Sambil menunggu, ia duduk di kursi yang
disediakan tak jauh dari sang penjual. Sambil terus termenung, coba menatap
lampu yang seolah berkaca dari matanya, redup seperti kurang tenaga. Ingin
menyalakan telepon genggam, tapi masih takut dan tak tahu mau dibalas bagaimana
pesan dari Pak Warno tadi.
"Kenapa pak kok terlihat muram gitu"
sapa penjual nasi goreng, yang coba memecahkan keheningan.
"Iya Pak, lagi ada masalah yang belum
beres"
"Pasti ada kaitannya dengan pemilihan
kepala desa kemarin, ya Pak?" penjual nasi goreng itu coba menebak. Ia tak
tahu, kalau yang sedang diajak bicara merupakan kepala desa terpilih dari desa
tetangganya.
"Memangnya kenapa Pak, kok sampean punya
pemikiran seperti itu?" pria itu balas menanya, coba mengelak tebakan yang
memang ada benarnya.
"Di desa saya kemarin ada keramaian Pak.
Kepala desa yang terpilih demo banyak orang"

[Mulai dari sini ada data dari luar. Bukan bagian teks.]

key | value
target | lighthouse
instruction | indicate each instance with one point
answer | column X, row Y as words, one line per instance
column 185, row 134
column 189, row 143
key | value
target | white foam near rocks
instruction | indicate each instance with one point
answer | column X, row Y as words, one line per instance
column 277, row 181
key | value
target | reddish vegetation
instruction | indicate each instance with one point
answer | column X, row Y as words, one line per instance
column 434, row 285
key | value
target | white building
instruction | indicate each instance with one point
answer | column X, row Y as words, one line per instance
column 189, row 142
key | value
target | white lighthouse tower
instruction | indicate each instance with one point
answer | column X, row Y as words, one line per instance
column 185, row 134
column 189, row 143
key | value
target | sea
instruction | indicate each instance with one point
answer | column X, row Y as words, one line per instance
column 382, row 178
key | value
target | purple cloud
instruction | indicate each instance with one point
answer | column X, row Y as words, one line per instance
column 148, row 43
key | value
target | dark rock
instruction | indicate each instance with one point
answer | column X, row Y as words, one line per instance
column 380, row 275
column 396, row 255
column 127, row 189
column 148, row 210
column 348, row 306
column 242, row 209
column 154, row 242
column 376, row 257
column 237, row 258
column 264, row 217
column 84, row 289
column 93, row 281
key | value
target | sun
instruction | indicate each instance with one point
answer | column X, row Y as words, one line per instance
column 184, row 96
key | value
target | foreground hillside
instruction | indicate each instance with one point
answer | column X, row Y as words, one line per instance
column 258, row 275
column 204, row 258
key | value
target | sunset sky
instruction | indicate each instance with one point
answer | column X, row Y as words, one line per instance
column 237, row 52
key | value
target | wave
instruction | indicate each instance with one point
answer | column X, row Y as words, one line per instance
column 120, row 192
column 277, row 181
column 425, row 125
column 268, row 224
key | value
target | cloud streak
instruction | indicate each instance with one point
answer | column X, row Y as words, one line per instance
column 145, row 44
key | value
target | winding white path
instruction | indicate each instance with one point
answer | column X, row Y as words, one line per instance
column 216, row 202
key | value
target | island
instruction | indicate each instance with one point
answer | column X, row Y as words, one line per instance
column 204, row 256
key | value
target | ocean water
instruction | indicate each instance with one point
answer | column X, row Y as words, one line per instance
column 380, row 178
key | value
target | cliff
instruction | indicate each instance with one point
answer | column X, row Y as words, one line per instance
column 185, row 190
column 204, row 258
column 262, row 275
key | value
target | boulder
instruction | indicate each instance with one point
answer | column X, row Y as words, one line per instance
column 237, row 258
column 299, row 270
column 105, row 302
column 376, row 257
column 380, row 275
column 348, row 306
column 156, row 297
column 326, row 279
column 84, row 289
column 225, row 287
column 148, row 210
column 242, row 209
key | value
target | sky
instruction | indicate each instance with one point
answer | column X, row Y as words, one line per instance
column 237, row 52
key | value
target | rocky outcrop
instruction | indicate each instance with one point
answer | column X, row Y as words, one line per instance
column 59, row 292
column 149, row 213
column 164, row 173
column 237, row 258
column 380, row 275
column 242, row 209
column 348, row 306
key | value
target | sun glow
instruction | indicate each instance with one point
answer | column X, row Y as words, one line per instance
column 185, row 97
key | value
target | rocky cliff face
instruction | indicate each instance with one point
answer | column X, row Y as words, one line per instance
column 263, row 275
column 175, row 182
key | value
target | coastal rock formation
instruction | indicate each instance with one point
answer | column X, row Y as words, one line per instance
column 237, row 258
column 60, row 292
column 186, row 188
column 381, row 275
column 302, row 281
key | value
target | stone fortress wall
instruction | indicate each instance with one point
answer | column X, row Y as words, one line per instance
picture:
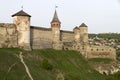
column 21, row 34
column 41, row 38
column 8, row 35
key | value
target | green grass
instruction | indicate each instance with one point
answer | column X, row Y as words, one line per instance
column 100, row 60
column 70, row 63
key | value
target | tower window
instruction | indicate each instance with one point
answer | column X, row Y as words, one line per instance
column 97, row 49
column 91, row 49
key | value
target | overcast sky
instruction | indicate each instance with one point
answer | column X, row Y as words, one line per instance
column 101, row 16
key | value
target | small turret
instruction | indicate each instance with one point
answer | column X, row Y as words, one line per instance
column 55, row 21
column 83, row 33
column 55, row 25
column 22, row 21
column 77, row 34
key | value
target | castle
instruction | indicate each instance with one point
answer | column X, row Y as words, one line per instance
column 21, row 34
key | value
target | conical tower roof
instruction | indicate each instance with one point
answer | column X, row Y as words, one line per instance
column 83, row 25
column 55, row 18
column 21, row 13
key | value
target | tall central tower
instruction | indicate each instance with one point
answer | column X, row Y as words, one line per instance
column 55, row 25
column 22, row 21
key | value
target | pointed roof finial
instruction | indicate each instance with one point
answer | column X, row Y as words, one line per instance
column 22, row 7
column 56, row 7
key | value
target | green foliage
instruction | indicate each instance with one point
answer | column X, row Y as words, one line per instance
column 118, row 55
column 72, row 65
column 46, row 65
column 103, row 60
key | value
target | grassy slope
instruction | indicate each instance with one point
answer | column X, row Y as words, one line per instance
column 70, row 63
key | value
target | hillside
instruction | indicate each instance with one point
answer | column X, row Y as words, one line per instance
column 46, row 65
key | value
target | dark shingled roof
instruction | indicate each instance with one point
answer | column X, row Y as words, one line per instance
column 76, row 28
column 21, row 13
column 55, row 18
column 83, row 25
column 40, row 28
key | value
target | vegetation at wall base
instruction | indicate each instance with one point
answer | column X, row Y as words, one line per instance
column 48, row 64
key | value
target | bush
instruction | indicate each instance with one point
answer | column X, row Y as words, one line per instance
column 46, row 65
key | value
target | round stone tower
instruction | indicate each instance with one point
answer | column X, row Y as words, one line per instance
column 22, row 21
column 83, row 39
column 55, row 25
column 83, row 33
column 77, row 34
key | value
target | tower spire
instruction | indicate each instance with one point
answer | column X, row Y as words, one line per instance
column 55, row 17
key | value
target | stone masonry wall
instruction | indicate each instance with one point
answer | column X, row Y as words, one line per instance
column 8, row 35
column 41, row 38
column 67, row 36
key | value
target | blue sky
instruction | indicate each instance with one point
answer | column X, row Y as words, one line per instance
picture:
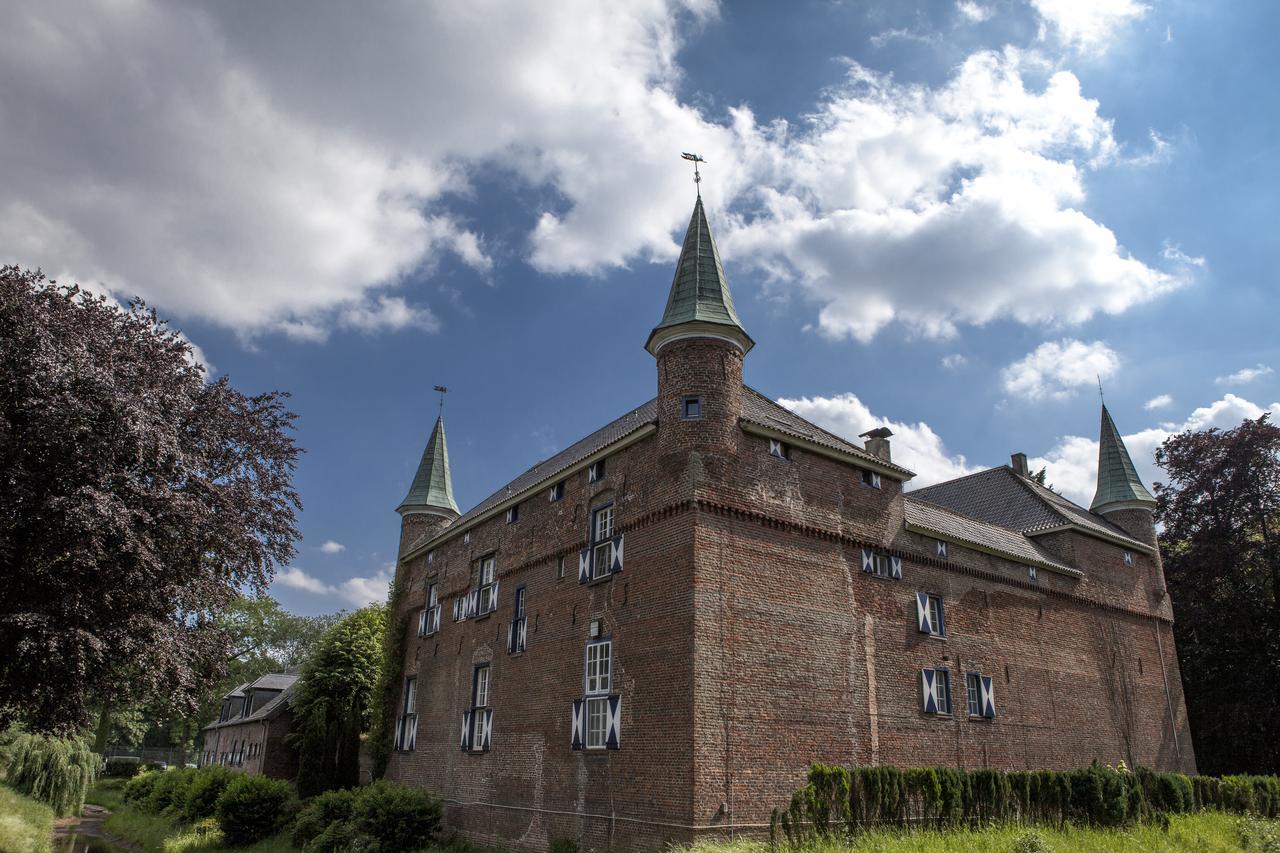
column 947, row 217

"Loh sebab apa, baru jadi kok sudah
didemo" Ia makin penasaran terhadap apa yang diceritakan penjual nasi
goreng itu.
"Desus-desusnya sih bobroknya dibongkar
oleh pendukungnya yang tidak diberi jatah jajaran kepengurusan"
"Walah, kok bisa gitu ya"
"Ini Pak, nasinya sudah jadi"
Sambil menjulurkan uang untuk membayar, pria itu
langsung menuju ke sepeda yang ia gunakan. Tak langsung menyalakan sepeda
tersebut, ia lantas mengambil telepon genggam. Menyalakan telepon itu, dan tak
tahu kenapa ia seolah mendapat petuah dari pertanyaan yang dari tadi terus
membuat bimbang. Sesegera mungkin membalas pesan Pak Warno yang dari tadi ia
anggurkan.
Dengan aura dari wajah yang sudah berubah, tak
lagi layu tatapan matanya, senyumnya buat lampu di jalan raya malu agak malu
menyainginya. Tegap saat berkendara, dilajukan agak kencang kendaraan yang ia
tumpangi. Tak sabar sesegera mungkin menyantap makanan yang ia bayangkan
rasanya bercampur dengan kelegaan segala gundah yang dari tadi ia pikirkan.